Introduction
Frozen shoulder—also known as adhesive capsulitis—is a condition that causes stiffness, pain, and limited movement in the shoulder joint. It usually develops slowly and can last from several months to a few years. While the process may be frustrating and even painful, the good news is that physical therapy exercises are among the most effective treatments. These gentle, guided movements help restore flexibility and strength, allowing you to get back to daily activities without discomfort.
In this article, we’ll explore what frozen shoulder is, why it happens, and, most importantly, the best physical therapy exercises you can do at home to recover faster. We’ll break everything down in simple words so anyone can understand and follow along.
What Is Frozen Shoulder?
Frozen shoulder occurs when the connective tissue around the shoulder joint (the capsule) becomes inflamed and stiff. As a result, your shoulder becomes harder to move and very painful. There are three stages of frozen shoulder:
- Freezing Stage – Pain increases and movement becomes limited.
- Frozen Stage – Pain might reduce, but stiffness remains.
- Thawing Stage – Shoulder movement starts to improve gradually.
Frozen shoulder can happen after an injury or surgery, especially if the arm is not moved for a while. It’s also more common in people aged 40–60 and in individuals with diabetes, thyroid problems, or other chronic conditions.

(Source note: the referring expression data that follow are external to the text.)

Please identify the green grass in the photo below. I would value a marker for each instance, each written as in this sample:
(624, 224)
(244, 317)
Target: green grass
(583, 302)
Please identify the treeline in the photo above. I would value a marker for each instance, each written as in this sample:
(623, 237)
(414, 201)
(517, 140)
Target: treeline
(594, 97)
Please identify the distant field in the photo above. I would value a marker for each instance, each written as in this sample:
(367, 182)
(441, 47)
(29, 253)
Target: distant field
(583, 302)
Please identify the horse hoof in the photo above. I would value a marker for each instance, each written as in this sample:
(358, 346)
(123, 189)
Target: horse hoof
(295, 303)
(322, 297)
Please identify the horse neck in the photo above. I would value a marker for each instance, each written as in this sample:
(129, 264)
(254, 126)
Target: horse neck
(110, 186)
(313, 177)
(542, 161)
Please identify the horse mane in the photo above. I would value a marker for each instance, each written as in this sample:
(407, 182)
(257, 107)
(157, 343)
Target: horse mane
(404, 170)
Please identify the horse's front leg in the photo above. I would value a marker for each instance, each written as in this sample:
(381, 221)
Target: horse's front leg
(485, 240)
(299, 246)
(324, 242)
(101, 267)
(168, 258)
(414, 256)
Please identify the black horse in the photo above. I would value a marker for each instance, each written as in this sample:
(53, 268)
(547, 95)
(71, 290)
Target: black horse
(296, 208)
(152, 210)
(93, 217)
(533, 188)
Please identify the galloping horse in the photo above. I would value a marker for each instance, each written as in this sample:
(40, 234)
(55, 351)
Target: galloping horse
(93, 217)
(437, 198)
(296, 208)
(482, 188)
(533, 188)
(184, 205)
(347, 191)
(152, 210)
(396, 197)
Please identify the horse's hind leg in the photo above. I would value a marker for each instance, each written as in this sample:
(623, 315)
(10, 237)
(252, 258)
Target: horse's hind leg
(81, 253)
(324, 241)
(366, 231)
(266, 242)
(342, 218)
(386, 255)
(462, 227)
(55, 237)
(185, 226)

Why Physical Therapy Is Crucial
Physical therapy focuses on gentle stretching and strengthening exercises that target the shoulder joint. These movements help reduce stiffness, improve circulation, and bring back flexibility and mobility.
Doing the right exercises regularly can:
- Reduce pain
- Improve range of motion
- Shorten recovery time
- Prevent long-term stiffness
Let’s dive into the most recommended exercises you can start with—just remember to start slow, breathe through the movements, and stop if pain gets worse.
Top Physical Therapy Exercises for Frozen Shoulder
1. Pendulum Stretch (Gentle Starter)
Purpose: Loosens up the shoulder gently.
How to Do It:
- Stand beside a table and lean forward slightly.
- Let your affected arm hang down freely.
- Swing your arm in small circles (about the size of a dinner plate).
- Do 10 circles clockwise, then 10 counter-clockwise.
- Repeat once or twice a day.
Tip: Keep the movement relaxed. Don’t use your shoulder muscles—let gravity do the work.
2. Towel Stretch
Purpose: Improves internal rotation.
How to Do It:
- Take a small towel and hold it behind your back with both hands.
- Use your good arm to pull the affected arm upward.
- Hold the stretch for 15–30 seconds.
- Repeat 10–15 times.
Variation: If it hurts too much, start with a shorter range and gradually go deeper over time.
3. Cross-Body Shoulder Stretch
Purpose: Increases shoulder flexibility.
How to Do It:
- Sit or stand upright.
- Use your good arm to lift the affected arm at the elbow and bring it across your chest.
- Hold for 15–30 seconds.
- Repeat 10–15 times.
Tip: Keep your shoulders relaxed and don’t hunch.
4. Finger Walk (Wall Climb)
Purpose: Encourages upward range of motion.
How to Do It:
- Stand facing a wall, about an arm’s length away.
- Use your fingers to “walk” your hand up the wall.
- Move as high as you comfortably can, then hold for a few seconds.
- Slowly walk your fingers back down.
- Repeat 10–15 times.
Tip: Don’t lift your shoulder muscles—just use your fingers for the climbing motion.
5. Armpit Stretch
Purpose: Loosens underarm area and shoulder movement.
How to Do It:
- Use your good arm to lift your affected arm onto a shelf or countertop about chest height.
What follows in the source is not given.